Washington is served by three airports: Dulles International (IAD), Reagan National (DCA) and Baltimore-Washington International (BWI), connecting DC to the rest of the country and the world.
The overall picture for the market in DC is positive compared to the rest of the country, particularly in the lower to mid-ranges. In high-income areas, there is low inventory and it is a seller’s market, but prices are still off their high point of five years ago. Renting, particularly along the red line in northwest DC, is expensive. A 700-sq-ft apartment in central, fashionable Dupont Circle can go for $2,500 a month without parking.

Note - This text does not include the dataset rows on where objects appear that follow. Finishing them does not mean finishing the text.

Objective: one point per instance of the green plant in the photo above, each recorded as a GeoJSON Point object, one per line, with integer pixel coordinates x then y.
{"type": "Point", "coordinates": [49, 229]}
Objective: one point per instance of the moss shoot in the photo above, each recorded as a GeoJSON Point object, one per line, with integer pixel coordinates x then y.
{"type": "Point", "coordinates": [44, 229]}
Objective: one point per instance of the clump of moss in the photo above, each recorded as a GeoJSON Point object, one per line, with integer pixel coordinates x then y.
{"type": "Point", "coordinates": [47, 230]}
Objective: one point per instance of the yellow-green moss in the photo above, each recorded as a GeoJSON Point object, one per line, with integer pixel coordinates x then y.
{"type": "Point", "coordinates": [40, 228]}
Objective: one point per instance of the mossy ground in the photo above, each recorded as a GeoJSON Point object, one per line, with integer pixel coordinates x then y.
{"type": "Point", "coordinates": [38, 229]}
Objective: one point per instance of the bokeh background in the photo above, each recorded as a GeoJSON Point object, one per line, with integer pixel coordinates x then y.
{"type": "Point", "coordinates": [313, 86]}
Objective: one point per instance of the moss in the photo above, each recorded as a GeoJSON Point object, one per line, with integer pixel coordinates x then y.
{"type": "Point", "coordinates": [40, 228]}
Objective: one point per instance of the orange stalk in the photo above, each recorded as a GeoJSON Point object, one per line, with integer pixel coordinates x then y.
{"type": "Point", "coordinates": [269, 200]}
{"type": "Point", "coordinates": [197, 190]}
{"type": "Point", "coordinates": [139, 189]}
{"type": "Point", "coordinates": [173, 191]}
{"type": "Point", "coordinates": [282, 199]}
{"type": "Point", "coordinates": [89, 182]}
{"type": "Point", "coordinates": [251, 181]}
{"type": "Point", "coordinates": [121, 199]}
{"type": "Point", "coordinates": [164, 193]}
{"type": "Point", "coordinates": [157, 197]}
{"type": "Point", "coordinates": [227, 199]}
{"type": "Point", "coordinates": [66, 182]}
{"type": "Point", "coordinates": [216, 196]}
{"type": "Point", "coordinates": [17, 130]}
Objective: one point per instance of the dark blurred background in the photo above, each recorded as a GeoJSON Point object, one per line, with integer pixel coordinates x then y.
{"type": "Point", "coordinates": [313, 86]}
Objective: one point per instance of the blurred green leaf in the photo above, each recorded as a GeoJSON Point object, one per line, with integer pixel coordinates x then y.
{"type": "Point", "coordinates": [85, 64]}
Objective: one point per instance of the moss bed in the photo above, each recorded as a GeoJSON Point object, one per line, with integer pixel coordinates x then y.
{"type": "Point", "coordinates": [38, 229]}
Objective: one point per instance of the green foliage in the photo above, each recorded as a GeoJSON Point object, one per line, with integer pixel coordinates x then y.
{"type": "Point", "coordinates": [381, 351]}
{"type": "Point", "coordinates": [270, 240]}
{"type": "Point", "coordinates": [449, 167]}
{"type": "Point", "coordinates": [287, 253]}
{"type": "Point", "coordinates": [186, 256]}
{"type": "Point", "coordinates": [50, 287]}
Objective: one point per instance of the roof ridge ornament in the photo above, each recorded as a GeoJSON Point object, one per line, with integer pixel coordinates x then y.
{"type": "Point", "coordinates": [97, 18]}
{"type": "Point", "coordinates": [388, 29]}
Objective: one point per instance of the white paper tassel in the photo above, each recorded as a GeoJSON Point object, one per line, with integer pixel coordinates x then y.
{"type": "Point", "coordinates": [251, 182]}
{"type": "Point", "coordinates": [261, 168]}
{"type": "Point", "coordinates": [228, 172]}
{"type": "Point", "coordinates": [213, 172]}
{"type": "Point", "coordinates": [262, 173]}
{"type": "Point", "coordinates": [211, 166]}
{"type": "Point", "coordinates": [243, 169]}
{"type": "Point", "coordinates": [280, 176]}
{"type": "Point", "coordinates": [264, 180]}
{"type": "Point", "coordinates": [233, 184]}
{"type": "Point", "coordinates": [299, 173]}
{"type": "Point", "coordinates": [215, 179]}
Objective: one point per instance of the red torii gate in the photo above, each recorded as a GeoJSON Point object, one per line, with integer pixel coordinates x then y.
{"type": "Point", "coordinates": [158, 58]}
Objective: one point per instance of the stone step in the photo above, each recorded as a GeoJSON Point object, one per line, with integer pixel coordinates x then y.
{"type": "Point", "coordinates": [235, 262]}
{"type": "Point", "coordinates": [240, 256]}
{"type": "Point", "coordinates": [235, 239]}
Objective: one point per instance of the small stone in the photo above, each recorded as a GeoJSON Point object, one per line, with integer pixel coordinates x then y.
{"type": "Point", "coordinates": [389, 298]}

Property prices vary according to condition, size and location, and a renovated condo can start at $200,000. Many buyers are looking for an apartment that is already redone, since it is hard to borrow the cash needed to buy a place that also needs a new kitchen or bathroom. “But if you have cash on hand, the investment works as long as the buyer doesn’t go overboard on the remodeling,” said Knoll. Competition for good houses can be fierce. “Cash investors are very active right now, looking for properties to renovate and resell,” said Des Marais. Be sure to find a knowledgeable agent who is familiar with DC neighbourhoods and can point you in the right direction. “There are real differences in value, block to block and even building to building,” said Knoll. “Make sure they can advise you on them.”